False propaganda against UCC, no threat to anyone: Arif Mohammad Khan

Thane: Kerala Governor Arif Mohammad Khan on Friday said that the Uniform Civil Code (UCC) is not at all a threat to anyone in the country, urging citizens to remove misconceptions about it and fight the “false propaganda” being run against it.

He was delivering a lecture titled ‘Uniform Civil Code: Why and How?’ here.

UCC aims at replacing the personal laws, based on the scriptures and customs of various religious communities, with a common set of rules governing every citizen of the country.

Khan hoped that UCC is the best thing that will happen in ‘Amrit Kaal’, the period from 75 years to 100 years of India’s independence.

The Kerala governor called upon citizens to remove the “misconceptions” about UCC and also fight the “false propaganda” being carried out against it.

Public support is a must for any law to be successful and the government should work towards it, he said, adding that the same is being done now.

Citing the example of now-banned ‘instant triple talaq, he said it faced rough weather initially. However, after the passing of the triple talaq bill, cases (of triple talaq) have reduced by 55 per cent, he claimed.

This indicates its success, he said, adding that it has benefitted children and mothers.

Khan said UCC should be implemented in the country, not merely because “it is part of the directive principles, but because the existing legal arrangement violates both the fundamental right of equality before law and equal protection of laws”.

“Today every person who goes to court to seek justice in matters pertaining to personal laws receives justice on the basis of his/her religious faith. Two persons similarly circumstanced will not receive similar justice because they belong to different faith traditions,” he said.

Khan said the claim that UCC will destroy the diverse fabric of Indian society is part of a “vicious propaganda” to mislead people to believe that UCC means bringing about uniformity of customs, rituals and practices.

“This is far from the truth. The UCC is only about bringing uniformity of justice,” he said.

Once UCC becomes law, every group will continue to have the freedom to follow their own practices and customs, he said.

But in case of any dispute, if the parties decide to go to court, then uniform justice will be available and no one shall be discriminated against on the basis of her faith, he said.

Khan stressed that UCC is a civil law.

Civil laws do not come into operation on their own, they are enforced by courts only if the affected party goes to court seeking remedy for some alleged wrong, he said.

“I am convinced that the Constitution of India does not allow the government to enforce religious laws as there is no unanimity in any religious community as the interpretations of various provisions differ and particularly among Muslims there are more than six schools of jurisprudence which are applicable to various groups who subscribe to these schools,” he said.

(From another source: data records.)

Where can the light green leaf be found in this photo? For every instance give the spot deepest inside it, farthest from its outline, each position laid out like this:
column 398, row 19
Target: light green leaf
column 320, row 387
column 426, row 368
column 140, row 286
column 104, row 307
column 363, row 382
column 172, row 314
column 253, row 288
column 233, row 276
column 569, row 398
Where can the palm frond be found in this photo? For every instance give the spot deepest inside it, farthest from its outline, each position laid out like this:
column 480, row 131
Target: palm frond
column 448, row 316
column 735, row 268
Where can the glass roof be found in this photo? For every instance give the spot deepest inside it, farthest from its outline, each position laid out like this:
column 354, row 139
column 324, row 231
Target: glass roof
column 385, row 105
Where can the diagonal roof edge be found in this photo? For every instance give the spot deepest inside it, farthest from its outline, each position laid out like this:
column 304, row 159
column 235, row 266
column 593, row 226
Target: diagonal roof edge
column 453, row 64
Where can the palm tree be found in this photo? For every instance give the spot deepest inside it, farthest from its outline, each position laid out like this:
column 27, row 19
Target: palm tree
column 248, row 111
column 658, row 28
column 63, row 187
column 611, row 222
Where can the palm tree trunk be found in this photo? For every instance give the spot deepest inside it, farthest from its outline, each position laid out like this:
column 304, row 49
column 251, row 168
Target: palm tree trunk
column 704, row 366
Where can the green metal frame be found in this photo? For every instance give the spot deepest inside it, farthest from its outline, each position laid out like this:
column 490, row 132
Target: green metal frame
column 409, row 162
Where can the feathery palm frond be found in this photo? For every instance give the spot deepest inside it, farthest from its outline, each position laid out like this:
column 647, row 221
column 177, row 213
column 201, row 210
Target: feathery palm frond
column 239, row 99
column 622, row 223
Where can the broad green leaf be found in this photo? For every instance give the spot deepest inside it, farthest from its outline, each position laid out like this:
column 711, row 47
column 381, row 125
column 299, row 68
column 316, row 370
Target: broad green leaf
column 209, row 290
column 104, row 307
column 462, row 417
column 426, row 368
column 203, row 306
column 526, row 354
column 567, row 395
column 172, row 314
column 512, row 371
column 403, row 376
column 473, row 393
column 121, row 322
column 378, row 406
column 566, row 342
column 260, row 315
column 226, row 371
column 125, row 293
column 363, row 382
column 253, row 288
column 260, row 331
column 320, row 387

The Kerala governor said Muslim Personal Law at best can be described as sectarian laws which radically differ from each other.

“That explains why Muslim Ulemas are not able to codify the Muslim Law and the Shariat Application Act 1937 is merely a declaratory law that such and such matters shall be decided in accordance with the provisions of Muslim Law,” he said.

In the absence of a codified law, when a specific matter comes for adjudication, the court has no option but to find out some previous ruling and apply that ruling to decide the matter accordingly, Khan said.

“There is a wrong narrative being built around UCC that by adopting it there will be an intrusion in our religious practices or the existence of other countries will be in danger,” he said.